Glossary assets can be defined in the XML schema.

The XML schema defines glossary assets in one of two ways: with a repository identifier or RID, or with an identity.

A repository identifier (RID) is a generated string that uniquely identifies a category, term, information governance policy, and information governance rule. When you export glossary assets to an XML file, the file includes a RID for each category, term, information governance policy, and information governance rule.

For categories and terms, the identity consists of the name and full context, or path, from the top-level category, of the category or term. The context of each category and term is defined in the XML file.

For information governance policies, the identity consists of the name and full context, or path, from the top-level policy, if the policy is a subpolicy. For information governance rules, the identity consists of the rule name.

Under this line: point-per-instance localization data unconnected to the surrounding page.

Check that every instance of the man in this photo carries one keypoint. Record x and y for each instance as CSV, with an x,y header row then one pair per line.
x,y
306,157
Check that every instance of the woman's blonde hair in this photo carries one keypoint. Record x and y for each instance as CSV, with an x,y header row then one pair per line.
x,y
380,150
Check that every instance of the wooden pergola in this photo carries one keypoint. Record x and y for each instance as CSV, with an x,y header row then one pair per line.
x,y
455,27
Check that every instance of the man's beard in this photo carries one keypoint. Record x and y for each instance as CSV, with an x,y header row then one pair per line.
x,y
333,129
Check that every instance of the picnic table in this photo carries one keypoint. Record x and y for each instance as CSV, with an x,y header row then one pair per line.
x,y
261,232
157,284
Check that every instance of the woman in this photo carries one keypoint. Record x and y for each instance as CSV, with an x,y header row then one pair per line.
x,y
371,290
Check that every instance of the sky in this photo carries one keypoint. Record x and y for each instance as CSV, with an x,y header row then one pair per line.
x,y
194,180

When you import an XML file into an existing catalog, a process of reconciliation occurs between what is defined in the file that is imported and what exists in the catalog.

Reconciliation

Reconciliation refers to the process of determining the content differences between a file being imported and an existing catalog. In trying to merge the new content with the existing content, the import utility first searches for a RID in the existing catalog that matches the RID in the imported file. If it does not find a matching RID, it then searches for a matching identity.

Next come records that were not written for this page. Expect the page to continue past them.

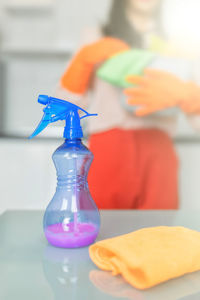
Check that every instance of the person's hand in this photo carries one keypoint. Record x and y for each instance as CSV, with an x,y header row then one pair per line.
x,y
157,90
78,75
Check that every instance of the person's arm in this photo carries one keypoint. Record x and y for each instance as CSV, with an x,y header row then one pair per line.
x,y
158,90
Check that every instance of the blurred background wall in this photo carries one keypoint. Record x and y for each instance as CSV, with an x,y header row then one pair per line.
x,y
37,39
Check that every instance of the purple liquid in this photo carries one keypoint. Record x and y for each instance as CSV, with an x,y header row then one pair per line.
x,y
71,236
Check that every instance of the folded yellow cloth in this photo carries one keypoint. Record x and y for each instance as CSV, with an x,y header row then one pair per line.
x,y
149,256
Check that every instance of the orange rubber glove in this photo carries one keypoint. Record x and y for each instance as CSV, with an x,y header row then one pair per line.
x,y
149,256
158,90
78,75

Reconciliation is used for terms, categories, information governance policies, information governance rules, and relationships. For example, consider this snippet from an XML file:
<category name="Category1" rid="reww">
<referencedTerms>
<termRef identity="Category2::Term2" rid="asdf"/>
</referencedTerms>
</category>
In this case, the reconciliation process is used for two tasks: to look for the category Category1 in the existing catalog and to look for the referenced term Term2, with a parent category Category2, in the existing catalog.

Merging

The reconciliation process determines if there are content differences between the file being imported and the existing catalog. After reconciliation, the content in the file and the content in the existing catalog are combined, or merged. Merging refers to the process of selecting which assets and which asset properties must be used in the updated catalog if there are differences between what is defined in the file and what is defined in the existing catalog, and then actually combining them. In the example introduced earlier, if the reconciliation process does not find the category Category1 in the existing catalog, then Category1 is added to the existing catalog during the import process.

You can choose from several merge options when you import a file. The merge options determine how conflicts between information in the import file and the existing catalog are resolved for any glossary assets that exist in both places at the time of the import.

Relationships

You can define certain relationships glossary assets. In addition, the assignment of a steward to a term or category constitutes a relationship, and terms that are synonyms of one another also have a relationship. For example, one term can be a related term to another term, or an information governance policy can reference a rule.

If the file that is being imported contains an RID or identifier that is not found in the existing catalog, then the relationship is dropped. That is, even if such a relationship existed in the current catalog, after the import occurs, the relationship will no longer exist.

Using the example introduced earlier, if the reconciliation process does not find the referenced term Term2, with a parent category Category2, in the existing catalog, then the referenced term relationship between Category1 and Term2 is dropped.